O procurador sueco que investigou o incidente, Mats Ljungqvist, afirmou numa declaração divulgada pelo seu gabinete que «as análises efectuadas mostram vestígios de explosivos em vários dos objectos não indígenas encontrados». «O trabalho analítico avançado prossegue a fim de se chegar a conclusões mais decisivas sobre o incidente», acrescentou ele.
«A cooperação com as autoridades suecas e outras autoridades tem funcionado de forma excelente. Para o trabalho futuro no âmbito da investigação preliminar e das colaborações em curso, é importante que possamos trabalhar em paz e sossego», salientou Ljungqvist.
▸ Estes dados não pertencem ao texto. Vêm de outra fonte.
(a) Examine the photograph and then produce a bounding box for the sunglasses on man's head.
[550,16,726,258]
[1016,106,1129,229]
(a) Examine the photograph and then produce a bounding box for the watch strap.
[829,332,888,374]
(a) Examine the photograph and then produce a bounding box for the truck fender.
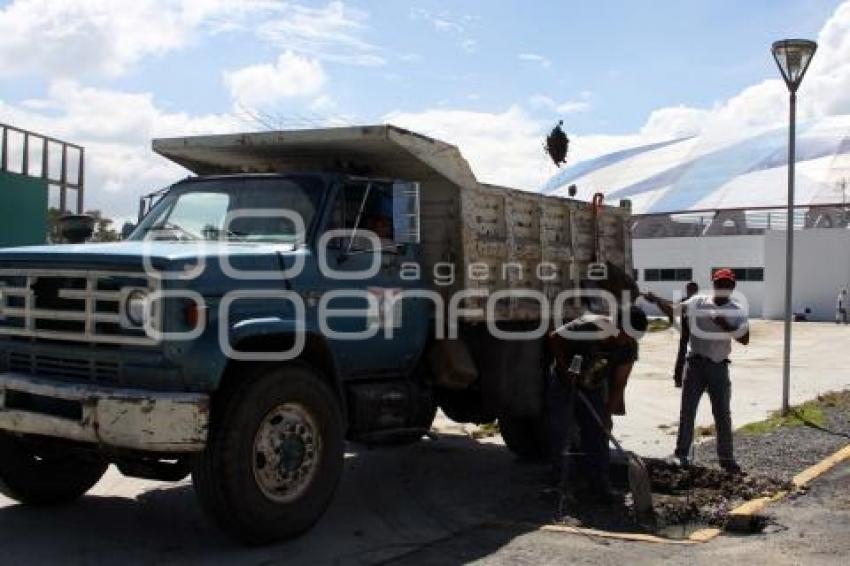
[229,316,347,414]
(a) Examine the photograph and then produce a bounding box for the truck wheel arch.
[222,332,348,422]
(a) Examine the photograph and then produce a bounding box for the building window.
[711,267,764,281]
[643,267,693,281]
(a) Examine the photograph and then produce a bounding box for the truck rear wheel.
[192,365,344,544]
[499,417,548,460]
[0,433,108,505]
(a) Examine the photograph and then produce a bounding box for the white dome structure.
[541,116,850,214]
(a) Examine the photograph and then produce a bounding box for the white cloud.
[410,8,478,53]
[0,0,279,78]
[528,92,591,115]
[517,53,552,69]
[224,51,327,107]
[257,1,386,65]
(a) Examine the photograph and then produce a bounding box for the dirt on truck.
[0,125,634,543]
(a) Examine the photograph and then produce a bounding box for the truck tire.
[499,417,548,461]
[0,433,108,505]
[192,364,345,544]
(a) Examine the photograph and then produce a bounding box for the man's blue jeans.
[676,356,735,464]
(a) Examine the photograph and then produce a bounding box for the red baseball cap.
[711,267,735,281]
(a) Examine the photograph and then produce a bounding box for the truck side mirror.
[121,222,136,240]
[393,181,420,244]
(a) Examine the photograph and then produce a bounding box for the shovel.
[576,387,655,526]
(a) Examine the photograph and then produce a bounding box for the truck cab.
[0,126,631,543]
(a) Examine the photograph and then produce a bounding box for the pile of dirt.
[646,460,794,530]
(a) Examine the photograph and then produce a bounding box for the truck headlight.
[124,289,149,326]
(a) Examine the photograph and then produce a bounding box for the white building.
[541,116,850,320]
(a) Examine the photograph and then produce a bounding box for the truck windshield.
[129,176,324,243]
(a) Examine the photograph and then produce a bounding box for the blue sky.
[0,0,840,220]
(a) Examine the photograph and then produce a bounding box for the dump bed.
[153,125,632,320]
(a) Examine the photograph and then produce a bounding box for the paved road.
[0,322,850,565]
[402,463,850,566]
[614,320,850,456]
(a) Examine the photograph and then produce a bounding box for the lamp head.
[771,39,818,92]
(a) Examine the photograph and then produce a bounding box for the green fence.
[0,171,47,248]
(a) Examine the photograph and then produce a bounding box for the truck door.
[316,180,429,377]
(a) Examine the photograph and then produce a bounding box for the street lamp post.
[771,39,818,415]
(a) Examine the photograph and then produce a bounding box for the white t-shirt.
[682,295,747,363]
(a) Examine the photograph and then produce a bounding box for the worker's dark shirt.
[546,315,638,492]
[553,314,638,388]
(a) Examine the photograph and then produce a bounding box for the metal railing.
[0,123,85,214]
[631,203,850,238]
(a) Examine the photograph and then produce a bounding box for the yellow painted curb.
[791,444,850,487]
[537,444,850,545]
[537,525,700,544]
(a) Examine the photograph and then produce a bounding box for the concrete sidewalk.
[614,320,850,456]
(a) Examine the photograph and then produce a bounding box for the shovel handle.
[575,386,628,458]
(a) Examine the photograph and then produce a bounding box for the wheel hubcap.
[253,403,321,503]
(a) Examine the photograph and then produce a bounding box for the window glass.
[330,182,393,249]
[134,176,324,243]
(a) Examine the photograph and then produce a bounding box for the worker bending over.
[546,306,647,500]
[644,269,750,473]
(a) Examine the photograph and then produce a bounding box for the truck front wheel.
[0,433,108,505]
[192,365,344,544]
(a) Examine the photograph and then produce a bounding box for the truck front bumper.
[0,373,210,453]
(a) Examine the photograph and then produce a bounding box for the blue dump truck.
[0,125,632,543]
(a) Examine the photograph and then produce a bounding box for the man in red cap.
[645,268,750,473]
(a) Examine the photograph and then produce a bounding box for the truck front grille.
[5,351,121,385]
[0,269,156,345]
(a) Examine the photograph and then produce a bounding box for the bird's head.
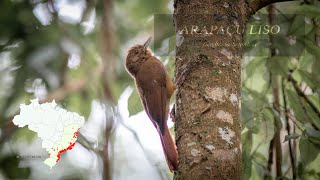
[126,37,152,76]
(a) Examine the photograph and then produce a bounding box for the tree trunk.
[174,0,248,180]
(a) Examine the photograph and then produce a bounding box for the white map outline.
[12,99,85,168]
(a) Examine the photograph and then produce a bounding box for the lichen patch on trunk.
[216,110,233,124]
[219,127,235,144]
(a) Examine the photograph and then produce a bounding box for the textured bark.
[174,0,249,180]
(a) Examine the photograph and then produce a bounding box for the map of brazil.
[13,99,84,168]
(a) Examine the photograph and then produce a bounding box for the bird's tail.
[160,126,178,172]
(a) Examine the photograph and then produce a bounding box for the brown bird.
[126,37,178,171]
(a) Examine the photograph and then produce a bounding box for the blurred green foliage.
[0,0,320,179]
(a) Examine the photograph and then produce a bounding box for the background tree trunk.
[174,0,247,180]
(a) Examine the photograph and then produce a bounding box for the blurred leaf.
[242,131,252,179]
[293,4,320,17]
[267,56,290,76]
[304,38,320,58]
[128,90,143,116]
[283,134,300,142]
[0,154,31,179]
[299,138,320,166]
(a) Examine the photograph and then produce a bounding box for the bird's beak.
[143,37,151,49]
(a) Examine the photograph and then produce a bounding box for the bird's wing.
[137,64,168,134]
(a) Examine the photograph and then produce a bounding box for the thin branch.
[281,79,297,180]
[288,74,320,122]
[268,6,282,178]
[249,0,293,14]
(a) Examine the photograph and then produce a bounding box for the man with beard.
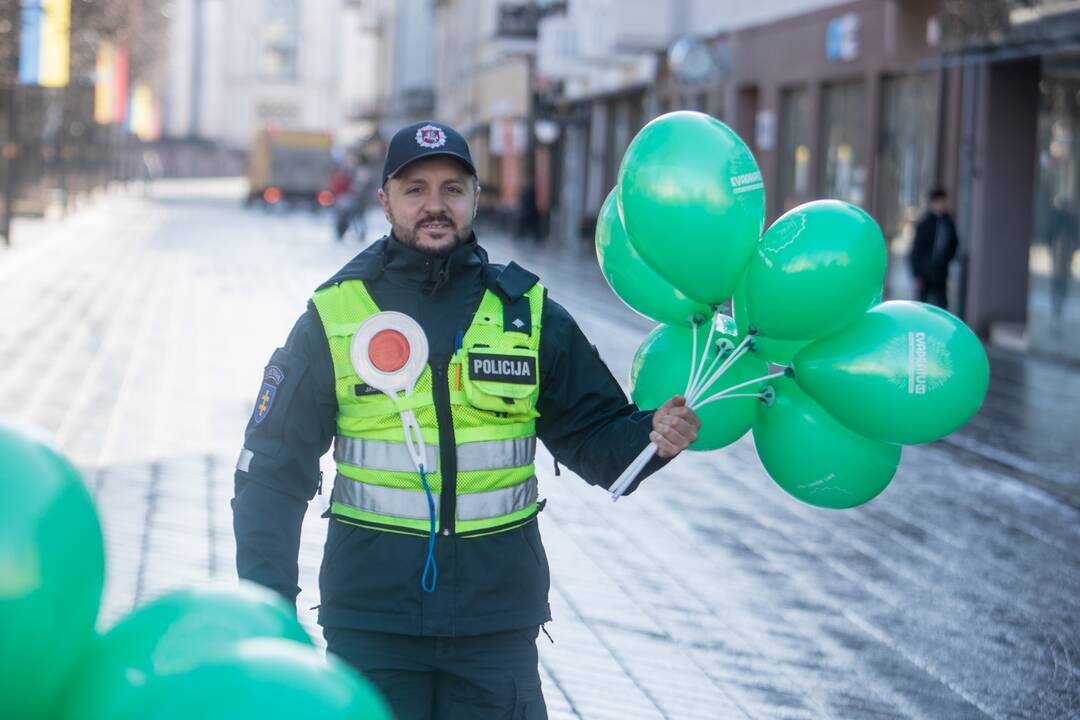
[233,122,700,720]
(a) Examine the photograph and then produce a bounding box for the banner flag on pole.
[18,0,71,87]
[94,42,117,125]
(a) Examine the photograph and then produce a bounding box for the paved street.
[0,180,1080,720]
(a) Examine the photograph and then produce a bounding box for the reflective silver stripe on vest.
[334,435,438,474]
[458,437,537,472]
[458,475,537,520]
[333,473,438,520]
[237,448,255,473]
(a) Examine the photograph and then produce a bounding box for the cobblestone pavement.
[0,181,1080,720]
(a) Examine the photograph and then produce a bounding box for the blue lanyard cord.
[420,465,438,593]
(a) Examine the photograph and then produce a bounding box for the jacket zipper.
[431,364,458,535]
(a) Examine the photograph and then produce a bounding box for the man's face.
[379,158,480,255]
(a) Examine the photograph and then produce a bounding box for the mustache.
[414,215,457,230]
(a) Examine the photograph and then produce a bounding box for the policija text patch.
[469,353,537,385]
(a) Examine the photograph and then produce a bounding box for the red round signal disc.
[367,329,409,372]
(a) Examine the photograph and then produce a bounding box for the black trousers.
[323,627,548,720]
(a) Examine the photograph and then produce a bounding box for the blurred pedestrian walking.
[909,187,960,308]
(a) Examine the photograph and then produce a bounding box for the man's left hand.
[649,395,701,458]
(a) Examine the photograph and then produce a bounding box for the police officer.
[232,122,700,720]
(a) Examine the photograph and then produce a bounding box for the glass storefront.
[818,81,867,207]
[779,87,811,213]
[876,72,937,298]
[1027,57,1080,359]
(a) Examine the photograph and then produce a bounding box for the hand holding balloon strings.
[610,316,786,502]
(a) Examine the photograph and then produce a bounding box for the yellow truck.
[247,130,334,207]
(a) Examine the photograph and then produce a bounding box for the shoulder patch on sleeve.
[495,261,540,300]
[255,363,285,424]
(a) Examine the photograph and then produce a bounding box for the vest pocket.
[457,348,539,416]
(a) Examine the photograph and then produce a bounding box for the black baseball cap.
[382,120,476,185]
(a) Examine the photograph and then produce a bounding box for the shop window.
[259,0,299,80]
[1027,62,1080,361]
[779,87,810,212]
[875,72,937,298]
[819,82,867,206]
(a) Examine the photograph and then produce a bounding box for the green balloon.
[618,110,765,305]
[124,639,393,720]
[630,315,768,450]
[754,378,901,508]
[0,424,105,720]
[596,189,713,325]
[67,582,311,720]
[731,276,809,365]
[746,200,888,340]
[793,300,990,445]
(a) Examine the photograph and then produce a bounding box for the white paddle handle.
[608,443,660,502]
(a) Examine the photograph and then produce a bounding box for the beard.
[390,209,472,257]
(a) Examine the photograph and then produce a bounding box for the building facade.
[163,0,378,149]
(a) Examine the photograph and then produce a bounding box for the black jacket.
[232,237,663,636]
[909,213,959,286]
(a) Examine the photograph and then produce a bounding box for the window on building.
[259,0,300,80]
[877,72,937,241]
[875,72,937,298]
[779,87,810,213]
[819,81,867,206]
[1027,56,1080,361]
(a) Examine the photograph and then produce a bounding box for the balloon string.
[686,313,716,394]
[690,370,787,410]
[687,335,751,405]
[683,317,698,397]
[692,393,765,409]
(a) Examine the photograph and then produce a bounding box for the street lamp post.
[0,0,22,247]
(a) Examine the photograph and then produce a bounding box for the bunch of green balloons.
[596,111,989,508]
[0,424,392,720]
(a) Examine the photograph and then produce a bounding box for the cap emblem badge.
[416,125,446,148]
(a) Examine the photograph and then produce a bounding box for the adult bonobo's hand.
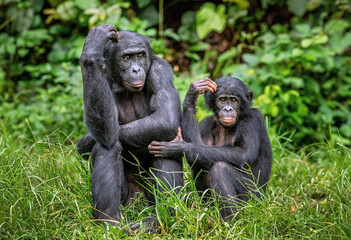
[148,128,186,160]
[184,78,217,105]
[81,25,118,63]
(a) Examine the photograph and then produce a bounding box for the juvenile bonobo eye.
[230,97,238,103]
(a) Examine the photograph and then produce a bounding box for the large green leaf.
[196,2,226,39]
[288,0,308,17]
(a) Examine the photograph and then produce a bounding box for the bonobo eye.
[230,98,238,103]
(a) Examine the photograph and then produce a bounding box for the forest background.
[0,0,351,239]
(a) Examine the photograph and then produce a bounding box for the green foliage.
[228,19,351,144]
[0,131,351,239]
[0,0,351,145]
[196,2,226,39]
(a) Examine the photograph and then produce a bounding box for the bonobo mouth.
[124,81,144,89]
[220,117,236,126]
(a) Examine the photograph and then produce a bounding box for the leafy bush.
[228,19,351,144]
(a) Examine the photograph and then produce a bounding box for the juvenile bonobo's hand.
[189,78,217,95]
[184,78,217,105]
[148,128,185,160]
[81,25,118,61]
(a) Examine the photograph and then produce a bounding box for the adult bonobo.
[77,25,183,230]
[149,77,272,219]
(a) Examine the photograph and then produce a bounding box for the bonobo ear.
[246,90,253,101]
[142,35,151,46]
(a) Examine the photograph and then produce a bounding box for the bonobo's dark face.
[216,94,240,127]
[110,32,151,92]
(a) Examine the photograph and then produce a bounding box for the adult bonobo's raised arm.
[77,25,183,231]
[149,77,272,218]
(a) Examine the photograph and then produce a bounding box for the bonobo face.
[216,94,240,127]
[110,32,151,92]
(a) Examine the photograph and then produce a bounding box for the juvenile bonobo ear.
[141,35,151,45]
[246,90,253,101]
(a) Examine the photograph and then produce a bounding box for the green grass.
[0,130,351,239]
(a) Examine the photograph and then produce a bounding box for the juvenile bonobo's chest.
[202,126,235,146]
[115,91,151,125]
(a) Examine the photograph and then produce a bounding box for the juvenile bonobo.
[77,25,183,227]
[149,77,272,219]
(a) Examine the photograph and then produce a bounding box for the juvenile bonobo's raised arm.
[149,76,269,168]
[181,78,217,144]
[81,25,119,148]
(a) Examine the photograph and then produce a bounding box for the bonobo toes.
[129,216,161,233]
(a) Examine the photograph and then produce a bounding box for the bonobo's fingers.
[189,78,217,94]
[148,141,165,157]
[82,25,118,59]
[171,127,184,142]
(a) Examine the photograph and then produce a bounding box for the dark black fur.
[77,25,183,228]
[149,77,272,218]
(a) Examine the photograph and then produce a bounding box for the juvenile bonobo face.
[110,31,152,92]
[216,94,240,127]
[205,77,253,127]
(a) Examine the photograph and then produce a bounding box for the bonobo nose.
[223,106,233,112]
[132,66,140,73]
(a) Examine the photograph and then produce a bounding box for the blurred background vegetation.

O Serviço de Segurança sueco afirmou a 6 de Outubro que as investigações tinham estabelecido que os danos tinham sido causados por «explosões» e salientou que isto «reforça as suspeitas de sabotagem grave». Explicou que o objectivo é determinar se existem suspeitas contra indivíduos específicos para serem processados e salientou que o que aconteceu «é muito grave».
Nord Stream AG, o operador de Nord Stream, disse após os acontecimentos de Setembro que os danos em três dos gasodutos foram «sem precedentes», na sequência de uma fuga de gás numa das secções de Nord Stream 2 e de uma perda de pressão em Nord Stream 1.
Autoridades na Alemanha, Dinamarca e Suécia excluíram a Rússia das investigações sobre o que aconteceu, suscitando um protesto formal de Moscovo, que advertiu que não reconheceria o resultado de qualquer relatório em que não estivesse envolvida.